Ida B. Wells was born into slavery in Holly Springs, Mississippi, just months prior to emancipation in 1862. Her parents died of yellow fever when she was 14, and Wells, though minimally educated, began teaching to support her seven younger sisters and brothers. She somehow managed to keep her family together, graduate from Rust College, and secure a teaching position in Memphis in 1888.

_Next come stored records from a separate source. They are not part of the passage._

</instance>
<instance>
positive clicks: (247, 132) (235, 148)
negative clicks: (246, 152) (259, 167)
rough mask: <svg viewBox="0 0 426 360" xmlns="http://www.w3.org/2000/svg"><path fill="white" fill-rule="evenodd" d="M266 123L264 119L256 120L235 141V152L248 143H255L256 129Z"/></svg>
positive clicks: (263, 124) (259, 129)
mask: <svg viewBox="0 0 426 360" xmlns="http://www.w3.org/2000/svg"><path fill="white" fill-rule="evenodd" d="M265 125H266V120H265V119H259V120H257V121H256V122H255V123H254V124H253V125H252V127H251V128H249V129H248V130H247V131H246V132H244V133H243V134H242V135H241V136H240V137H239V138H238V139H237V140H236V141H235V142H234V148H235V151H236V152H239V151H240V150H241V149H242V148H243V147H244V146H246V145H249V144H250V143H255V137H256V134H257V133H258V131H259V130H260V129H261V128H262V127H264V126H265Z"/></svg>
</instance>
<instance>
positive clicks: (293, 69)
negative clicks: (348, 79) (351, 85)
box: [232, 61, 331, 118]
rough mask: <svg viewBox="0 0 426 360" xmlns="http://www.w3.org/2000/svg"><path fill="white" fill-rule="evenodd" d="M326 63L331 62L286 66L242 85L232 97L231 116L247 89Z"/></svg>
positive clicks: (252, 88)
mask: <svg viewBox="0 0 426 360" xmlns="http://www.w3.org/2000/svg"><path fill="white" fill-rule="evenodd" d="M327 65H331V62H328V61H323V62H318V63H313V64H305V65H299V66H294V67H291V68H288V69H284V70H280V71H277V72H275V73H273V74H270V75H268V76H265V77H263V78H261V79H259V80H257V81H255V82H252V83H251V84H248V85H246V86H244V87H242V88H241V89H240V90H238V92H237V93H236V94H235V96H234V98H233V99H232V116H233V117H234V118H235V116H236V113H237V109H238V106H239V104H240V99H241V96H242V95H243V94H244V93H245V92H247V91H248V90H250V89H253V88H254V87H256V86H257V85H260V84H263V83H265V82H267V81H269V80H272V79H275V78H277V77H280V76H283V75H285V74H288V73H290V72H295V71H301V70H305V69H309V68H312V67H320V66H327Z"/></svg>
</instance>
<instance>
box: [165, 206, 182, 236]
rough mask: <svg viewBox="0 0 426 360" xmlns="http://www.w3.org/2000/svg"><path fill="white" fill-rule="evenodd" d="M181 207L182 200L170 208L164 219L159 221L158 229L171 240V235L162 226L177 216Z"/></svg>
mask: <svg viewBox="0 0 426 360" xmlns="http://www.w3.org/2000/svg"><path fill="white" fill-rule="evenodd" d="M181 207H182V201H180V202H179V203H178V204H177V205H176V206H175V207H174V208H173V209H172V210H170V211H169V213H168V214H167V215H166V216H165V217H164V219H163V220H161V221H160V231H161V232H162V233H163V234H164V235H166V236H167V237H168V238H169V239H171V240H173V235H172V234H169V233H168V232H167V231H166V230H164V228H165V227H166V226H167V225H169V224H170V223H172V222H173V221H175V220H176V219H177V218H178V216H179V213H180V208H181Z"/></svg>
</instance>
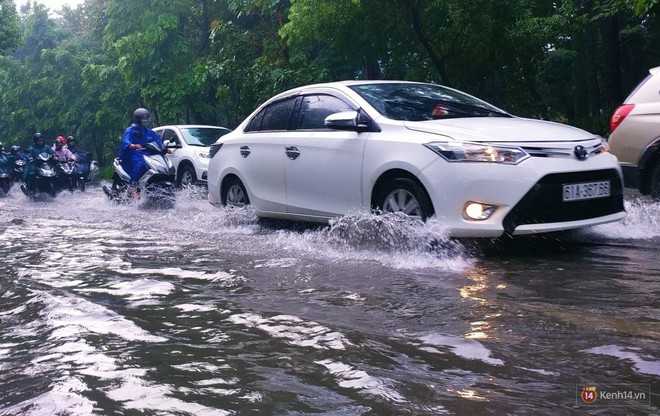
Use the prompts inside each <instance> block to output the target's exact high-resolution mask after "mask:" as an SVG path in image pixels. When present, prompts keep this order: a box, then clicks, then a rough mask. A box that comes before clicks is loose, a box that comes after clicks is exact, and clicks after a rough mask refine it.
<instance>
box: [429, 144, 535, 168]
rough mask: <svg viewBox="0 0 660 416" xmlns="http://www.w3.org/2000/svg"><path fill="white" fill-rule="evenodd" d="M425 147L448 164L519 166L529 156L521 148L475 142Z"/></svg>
mask: <svg viewBox="0 0 660 416" xmlns="http://www.w3.org/2000/svg"><path fill="white" fill-rule="evenodd" d="M424 146H426V147H427V148H429V149H431V150H432V151H434V152H435V153H437V154H438V155H440V156H442V157H443V158H444V159H445V160H446V161H448V162H487V163H504V164H507V165H517V164H518V163H520V162H522V161H523V160H525V159H527V158H528V157H530V156H529V154H528V153H527V152H525V151H524V150H523V149H521V148H519V147H513V146H512V147H509V146H501V145H492V144H484V143H473V142H431V143H426V144H425V145H424Z"/></svg>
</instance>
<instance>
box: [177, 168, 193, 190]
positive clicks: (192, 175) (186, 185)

When she was 22, Wells defied a conductor’s order in Tennessee to move to a segregated railroad car and was forcibly removed. She won a lawsuit (later overturned) against the railroad and, from that point on, worked consistently to overcome injustices to people of color and to women. In 1889 she became co-owner of a Memphis newspaper, the Free Speech and Headlight. Her editorials protesting the lynching of three black friends led to a boycott of white businesses, the destruction of her newspaper office, and threats against her life. Undeterred, she carried her anti-lynching crusade to Chicago and published Southern Horrors: Lynch Law in All Its Phases, which documented racial lynching in America.
In 1895, when she married Ferdinand L. Barnett, attorney and owner of the Conservator, Chicago’s first black newspaper, she hyphenated her name, making it Wells-Barnett. Though married and the eventual the mother of four children, Wells-Barnett continued to write and organize. She was a founder of the National Association for the Advancement of Colored People (NAACP), marched in the parade for universal suffrage in Washington, D.C. (1913), and established the Negro Fellowship League for black men and the first kindergarten for black children in Chicago.
She did not succeed in her crusade to get Congress to pass anti-lynching laws during her lifetime, but her efforts as a writer and activist dedicated to social change and justice established her as one of the most forceful and remarkable women of her time. Ida B. Wells died in Chicago. She once said: “One had better die fighting against injustice than die like a dog or a rat in a trap.”